Vivek Ramaswamy: Indian-American tech mogul Vivek Ramaswamy announces US presidential bid

WASHINGTON: a multi-millionaire Indian-American The biotech entrepreneur who has only flirted with politics for a few years formally threw his hat in the 2024 US presidential election on Tuesday, boldly announcing that he’s seeking the Republican presidential nomination.

Vivek Ramaswami She’s just 37, but she sent political pundits rushing to see her resume after declaring her long-rumored candidacy on Fox News’ top-rated news show hosted by Tucker Carlson. In a separate article in the Wall Street Journal, whose offering of a platform showed how seriously he is being taken, Ramaswamy stated that “he is launching not only a political campaign but also a cultural movement to create a new American dream, which is not only about money but about the unrepentant pursuit of excellence.
Born in Cincinnati, Ohio, Ramaswamy is a first generation Indian-American whose parents immigrated from Palakkad, Kerala and embraced the American Dream. His father, Ganapathy Ramaswamy, an engineer, worked for General Electric, and his mother, Geetha, was a geriatric psychiatrist in Cincinnati. His brother, Shankar Ramaswamy, is also a biotechnologist and co-founder and CEO of Kriya Therapeutics, a biotechnology company and his wife, Apoorva Tewari, is an assistant professor and surgeon at Ohio State University Wexner Medical Center.
Vivek Ramaswamy himself has had a spectacular academic career, graduating from Harvard College with a degree in biology and receiving a law degree from Yale in 2013, during which time he was also a partner in a holding company that managed its biotech portfolio.
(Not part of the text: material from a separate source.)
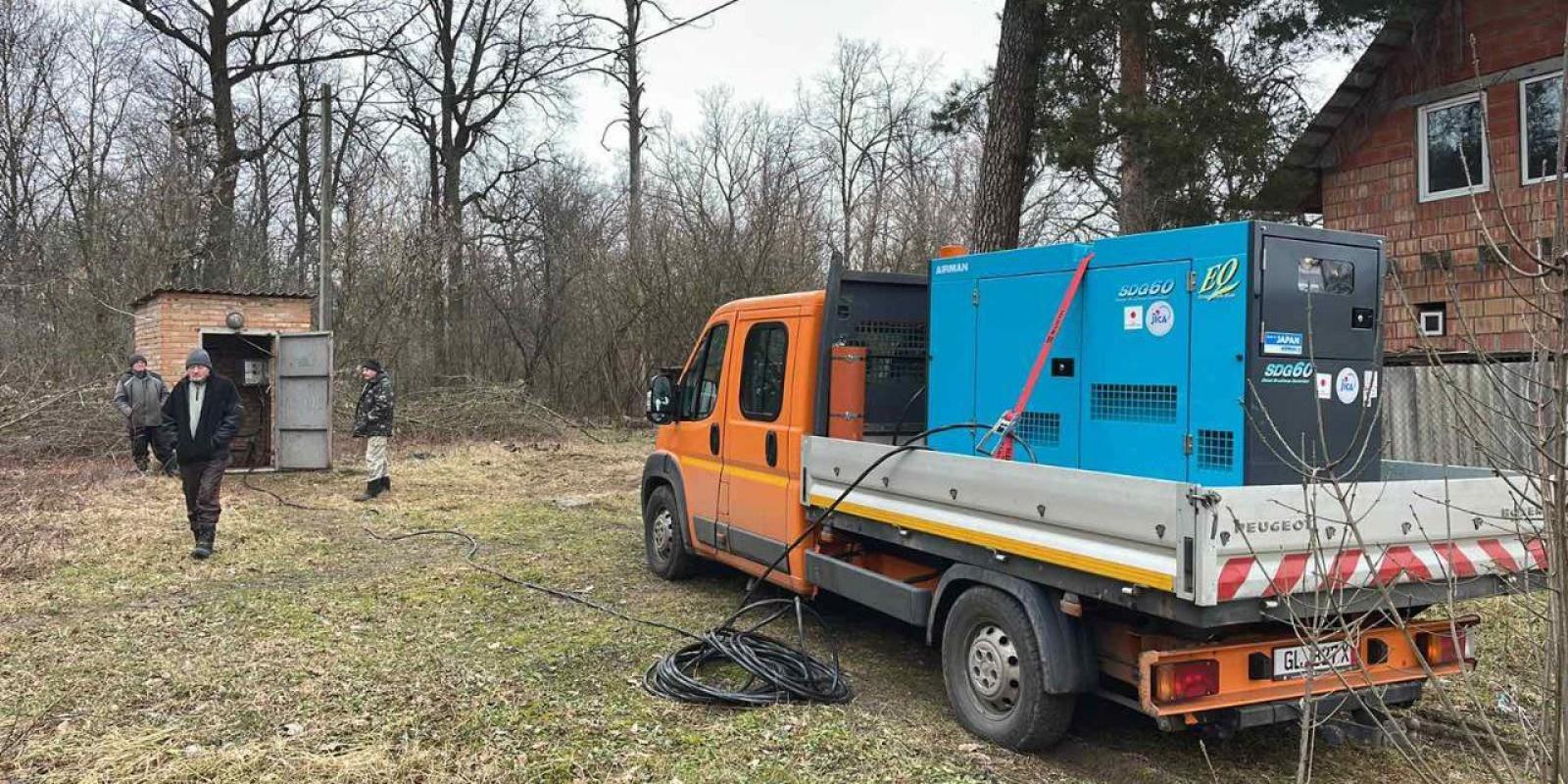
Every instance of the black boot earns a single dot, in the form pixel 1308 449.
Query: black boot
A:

His personal fortune, said to be around $500 million, was built largely around Roivant Sciences, a pharmaceutical company he founded in 2014.
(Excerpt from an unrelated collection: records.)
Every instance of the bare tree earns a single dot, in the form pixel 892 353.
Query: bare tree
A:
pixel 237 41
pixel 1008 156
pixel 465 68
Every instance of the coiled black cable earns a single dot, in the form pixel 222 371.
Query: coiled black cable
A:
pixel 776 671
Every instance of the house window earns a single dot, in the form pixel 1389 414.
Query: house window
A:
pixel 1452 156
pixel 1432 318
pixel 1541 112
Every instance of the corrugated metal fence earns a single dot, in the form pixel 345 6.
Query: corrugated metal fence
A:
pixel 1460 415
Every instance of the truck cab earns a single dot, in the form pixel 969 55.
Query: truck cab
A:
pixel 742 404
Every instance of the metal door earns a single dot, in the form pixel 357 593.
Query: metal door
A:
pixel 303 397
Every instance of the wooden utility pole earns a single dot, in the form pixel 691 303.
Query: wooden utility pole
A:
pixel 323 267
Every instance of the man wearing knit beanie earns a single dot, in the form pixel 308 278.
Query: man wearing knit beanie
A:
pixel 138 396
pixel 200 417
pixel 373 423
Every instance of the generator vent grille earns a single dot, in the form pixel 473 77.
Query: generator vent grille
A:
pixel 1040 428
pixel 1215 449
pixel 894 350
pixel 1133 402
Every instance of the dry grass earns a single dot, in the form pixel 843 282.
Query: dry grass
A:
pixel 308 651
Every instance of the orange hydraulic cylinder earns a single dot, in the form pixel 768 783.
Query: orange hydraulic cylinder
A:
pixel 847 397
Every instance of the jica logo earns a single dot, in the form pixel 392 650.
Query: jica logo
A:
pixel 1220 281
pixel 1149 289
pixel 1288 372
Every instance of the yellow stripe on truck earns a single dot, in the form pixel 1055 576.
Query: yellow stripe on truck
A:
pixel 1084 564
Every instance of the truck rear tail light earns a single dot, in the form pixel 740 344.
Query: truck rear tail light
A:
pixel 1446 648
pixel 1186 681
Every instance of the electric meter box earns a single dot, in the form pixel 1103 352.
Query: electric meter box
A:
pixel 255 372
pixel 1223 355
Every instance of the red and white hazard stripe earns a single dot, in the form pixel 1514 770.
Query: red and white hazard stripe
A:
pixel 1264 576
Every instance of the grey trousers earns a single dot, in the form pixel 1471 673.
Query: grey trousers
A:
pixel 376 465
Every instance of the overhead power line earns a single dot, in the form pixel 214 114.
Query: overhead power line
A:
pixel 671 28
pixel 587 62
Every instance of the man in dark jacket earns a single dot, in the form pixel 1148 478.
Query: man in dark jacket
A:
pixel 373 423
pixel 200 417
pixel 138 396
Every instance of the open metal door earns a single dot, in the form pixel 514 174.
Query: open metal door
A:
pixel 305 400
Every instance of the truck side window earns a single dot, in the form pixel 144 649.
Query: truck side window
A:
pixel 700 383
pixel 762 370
In 2021, he stepped down as CEO of Roivant to begin a political journey through first publishing Woke, Inc.: Inside Corporate America’s Social Justice Scam, followed by Nation of Victims: Identity Politics, the Death of Merit and the Path Back to Excellence, published in September 2022. Both books are now being examined to evaluate his decidedly centre-right political philosophy.
In a New York profile, media appearances, and his own writings, he railed against the work and death of merit in America, pledging to eliminate affirmative action – America’s equivalent of reservation – and to repeal civil service protection for federal employees.
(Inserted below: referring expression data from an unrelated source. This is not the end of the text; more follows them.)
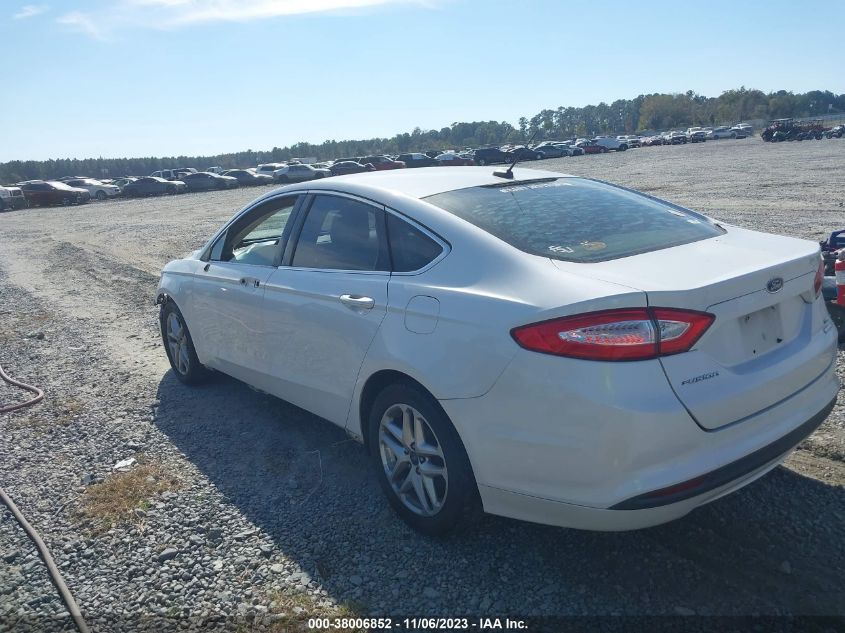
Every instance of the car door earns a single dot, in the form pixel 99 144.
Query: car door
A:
pixel 324 308
pixel 225 314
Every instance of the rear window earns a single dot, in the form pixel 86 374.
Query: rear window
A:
pixel 575 220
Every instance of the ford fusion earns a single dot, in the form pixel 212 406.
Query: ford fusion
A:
pixel 539 346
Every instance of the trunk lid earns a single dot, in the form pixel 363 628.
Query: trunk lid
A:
pixel 762 347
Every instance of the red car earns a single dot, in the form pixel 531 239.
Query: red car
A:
pixel 382 162
pixel 453 160
pixel 591 147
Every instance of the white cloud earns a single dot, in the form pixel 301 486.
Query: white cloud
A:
pixel 169 14
pixel 29 11
pixel 83 22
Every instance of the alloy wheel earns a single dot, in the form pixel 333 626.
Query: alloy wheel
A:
pixel 413 460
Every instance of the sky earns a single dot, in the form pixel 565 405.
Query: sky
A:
pixel 123 78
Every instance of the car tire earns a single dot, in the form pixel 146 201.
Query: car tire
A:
pixel 179 346
pixel 449 495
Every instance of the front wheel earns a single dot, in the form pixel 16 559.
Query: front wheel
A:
pixel 420 461
pixel 180 346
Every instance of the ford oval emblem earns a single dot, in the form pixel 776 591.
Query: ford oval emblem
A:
pixel 774 284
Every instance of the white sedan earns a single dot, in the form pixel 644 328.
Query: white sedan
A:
pixel 97 189
pixel 544 347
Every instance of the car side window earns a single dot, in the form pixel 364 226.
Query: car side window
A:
pixel 410 248
pixel 342 234
pixel 255 237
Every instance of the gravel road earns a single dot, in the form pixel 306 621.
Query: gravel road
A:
pixel 274 514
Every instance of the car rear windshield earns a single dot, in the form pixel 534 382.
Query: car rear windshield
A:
pixel 574 219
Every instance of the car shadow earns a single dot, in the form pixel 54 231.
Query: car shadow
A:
pixel 773 547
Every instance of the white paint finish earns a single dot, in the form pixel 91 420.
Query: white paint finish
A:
pixel 226 314
pixel 550 439
pixel 317 343
pixel 421 314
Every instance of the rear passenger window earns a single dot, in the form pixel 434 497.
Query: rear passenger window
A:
pixel 410 248
pixel 342 234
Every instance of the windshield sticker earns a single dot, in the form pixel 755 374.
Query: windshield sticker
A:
pixel 538 185
pixel 593 246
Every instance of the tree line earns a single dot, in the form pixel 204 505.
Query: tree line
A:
pixel 623 116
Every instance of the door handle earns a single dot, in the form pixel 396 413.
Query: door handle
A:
pixel 357 302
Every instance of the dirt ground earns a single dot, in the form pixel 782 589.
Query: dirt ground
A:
pixel 274 493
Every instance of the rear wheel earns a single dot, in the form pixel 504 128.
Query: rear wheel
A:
pixel 420 461
pixel 180 346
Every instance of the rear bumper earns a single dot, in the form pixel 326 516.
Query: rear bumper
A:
pixel 729 473
pixel 587 445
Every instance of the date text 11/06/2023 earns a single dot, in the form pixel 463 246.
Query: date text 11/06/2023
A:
pixel 412 624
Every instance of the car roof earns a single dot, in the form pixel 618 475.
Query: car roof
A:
pixel 428 181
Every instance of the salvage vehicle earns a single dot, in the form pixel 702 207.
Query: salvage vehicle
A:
pixel 50 192
pixel 206 181
pixel 12 198
pixel 153 186
pixel 591 147
pixel 248 177
pixel 345 167
pixel 299 173
pixel 544 347
pixel 96 188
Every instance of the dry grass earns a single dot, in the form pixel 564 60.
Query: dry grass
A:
pixel 113 501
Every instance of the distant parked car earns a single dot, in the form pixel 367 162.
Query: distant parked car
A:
pixel 344 167
pixel 173 174
pixel 120 183
pixel 675 138
pixel 522 153
pixel 382 162
pixel 12 198
pixel 837 131
pixel 153 186
pixel 247 177
pixel 96 188
pixel 611 142
pixel 450 159
pixel 50 192
pixel 417 159
pixel 592 147
pixel 489 156
pixel 267 169
pixel 745 128
pixel 631 140
pixel 723 131
pixel 205 181
pixel 299 173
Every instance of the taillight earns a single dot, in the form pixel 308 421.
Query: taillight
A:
pixel 624 334
pixel 817 282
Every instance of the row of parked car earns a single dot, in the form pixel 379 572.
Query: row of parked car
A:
pixel 80 189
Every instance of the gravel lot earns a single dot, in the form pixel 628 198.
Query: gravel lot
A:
pixel 273 514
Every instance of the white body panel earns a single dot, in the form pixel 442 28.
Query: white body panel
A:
pixel 550 439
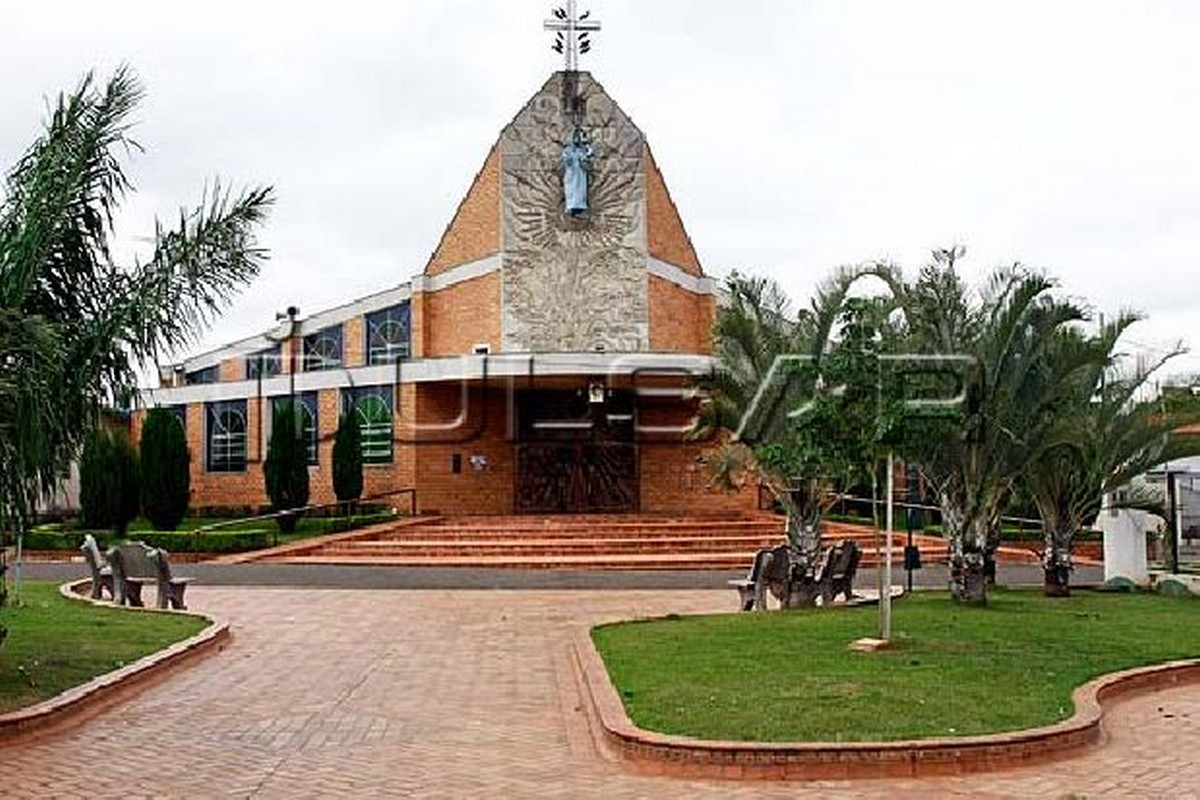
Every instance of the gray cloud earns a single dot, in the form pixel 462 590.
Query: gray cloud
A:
pixel 793 136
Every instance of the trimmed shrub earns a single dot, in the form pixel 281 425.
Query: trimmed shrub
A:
pixel 174 541
pixel 348 459
pixel 286 468
pixel 166 479
pixel 108 480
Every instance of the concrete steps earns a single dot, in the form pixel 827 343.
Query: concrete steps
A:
pixel 580 542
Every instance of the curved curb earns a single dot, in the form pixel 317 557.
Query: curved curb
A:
pixel 83 702
pixel 685 757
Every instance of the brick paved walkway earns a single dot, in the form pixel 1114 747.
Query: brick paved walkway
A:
pixel 328 693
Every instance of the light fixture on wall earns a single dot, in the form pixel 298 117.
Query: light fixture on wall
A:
pixel 595 391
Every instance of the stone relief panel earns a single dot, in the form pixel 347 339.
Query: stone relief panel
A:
pixel 574 283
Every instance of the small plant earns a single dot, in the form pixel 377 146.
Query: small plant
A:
pixel 348 462
pixel 286 469
pixel 166 480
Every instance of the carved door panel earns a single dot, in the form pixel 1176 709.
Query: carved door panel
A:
pixel 575 457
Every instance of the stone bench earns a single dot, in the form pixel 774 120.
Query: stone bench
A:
pixel 135 564
pixel 797 582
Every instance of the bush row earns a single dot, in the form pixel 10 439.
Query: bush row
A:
pixel 174 541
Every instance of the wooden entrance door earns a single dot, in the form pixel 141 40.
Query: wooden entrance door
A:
pixel 576 456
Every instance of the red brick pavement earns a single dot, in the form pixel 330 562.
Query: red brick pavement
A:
pixel 336 693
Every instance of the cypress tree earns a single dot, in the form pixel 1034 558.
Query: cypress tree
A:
pixel 94 481
pixel 348 461
pixel 287 467
pixel 166 479
pixel 109 491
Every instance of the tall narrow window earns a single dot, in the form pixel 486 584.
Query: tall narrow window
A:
pixel 323 349
pixel 226 435
pixel 372 408
pixel 264 364
pixel 306 421
pixel 388 334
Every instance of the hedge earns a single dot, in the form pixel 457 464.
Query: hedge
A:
pixel 173 541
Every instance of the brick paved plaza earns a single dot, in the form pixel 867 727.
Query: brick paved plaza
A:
pixel 327 693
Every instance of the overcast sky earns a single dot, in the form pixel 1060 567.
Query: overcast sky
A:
pixel 795 136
“We’ve been celebrating our diversity and our differences for so long, that we’ve forgotten all the ways we’re truly equal to Americans, bound by a common set of ideals that set this nation in motion 250 years ago,” he said Tucker Carlson, arguing “Those ground rules of the road: meritocracy, the idea that you get by in this country, not on the color of your skin, but on the content of your character.”
In other interviews, he has argued that American capitalism is vastly superior to the Indian caste system due to the economic opportunities it offers to the underprivileged.
Ramaswamy jumps into a Republican field expected to be crowded with former President Donald Trump leading the field in which another Indian-American, former South Carolina Governor Nikki Haley, also appears. But Ramaswamy has the advantage – or the disadvantage – of being a relatively unknown political entity, although his media prowess is garnering him a lot of coverage.
“A young, wealthy, little-known tech entrepreneur who calls ‘wokeism’ a national threat announced Tuesday night that he’s seeking the Republican presidential nomination,” began a story in The Washington Post, amid several major media outlets that noted his offer.